Map 1. Sealed roads in Victoria based on road surface tags in OpenStreetMap. The map includes all roads tagged as highway=motorway, trunk, primary, secondary, tertiary and unclassified.
Updating Victorian roads
Except for the city of Melbourne, where many roads do not have surface tags, virtually all non-residential roads in regional Victoria – from motorways to unclassified roads – now have surface tags. (The other exception is highway=track. Most tracks are unsealed on the ground but don’t yet have a surface tag.)
In this project, I tried to find tags that needed an update by comparing OSM’s surface tags against the Victorian government’s road dataset. The government’s road data is excellent but the accuracy of it’s surface tags is unknown. So, rather than assume that they were accurate, I made two simple assumptions. I first assumed that the government and OSM datasets were created independently, and neither copied surface tags from the other.
I then assumed that roads with the same surface tag in both datasets were more likely to be tagged accurately than roads that had contrasting surface tags.
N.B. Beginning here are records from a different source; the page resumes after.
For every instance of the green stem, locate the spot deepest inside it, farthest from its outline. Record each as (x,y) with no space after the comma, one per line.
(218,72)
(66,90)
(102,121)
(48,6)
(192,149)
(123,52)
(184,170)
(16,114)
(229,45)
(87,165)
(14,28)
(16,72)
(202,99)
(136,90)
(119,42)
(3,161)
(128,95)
If one dataset said that a particular road was sealed while the other said it is was unsealed then one dataset must be ‘wrong’ (or out-of-date), but we don’t know which dataset is ‘correct’.
I’ve added more detailed methods at the end of this post but, briefly, I used QGIS to find all roads that had contrasting surfaces tag in the two datasets and then checked the surface of all of these roads using available imagery (Bing, Esri, Maxar and Mapillary). I recorded the surface shown on the imagery and updated OSM surface tags as required. The tables and maps below show the results of these comparisons.
I used satellite and street-level imagery (from Mapillary) to determine the surface of each road. This has obvious drawbacks. (1) Many images are dated, and some roads will have been sealed after images were taken. (2) Sealed and unsealed surfaces are sometimes hard to tell apart. I recorded the image as ‘unclear’ whenever I wasn’t sure, but I undoubtedly made mistakes. (3) Some editors have updated road surfaces using on-ground observations that are more recent than available images. To ensure I didn’t reverse these changes, I checked the changeset history of every road and retained all tags that were based on recent, on-ground observations. (For brevity, I have not repeated this statement every time I refer to ‘updating OSM surface tags’ in the text below.) Two smaller limitations: (1) Many road ways in OSM are extremely short so I only examined OSM ways that were longer than 1 km. (2) Most roads in Melbourne don’t have a surface tag so I have not shown results from the Melbourne area in this post.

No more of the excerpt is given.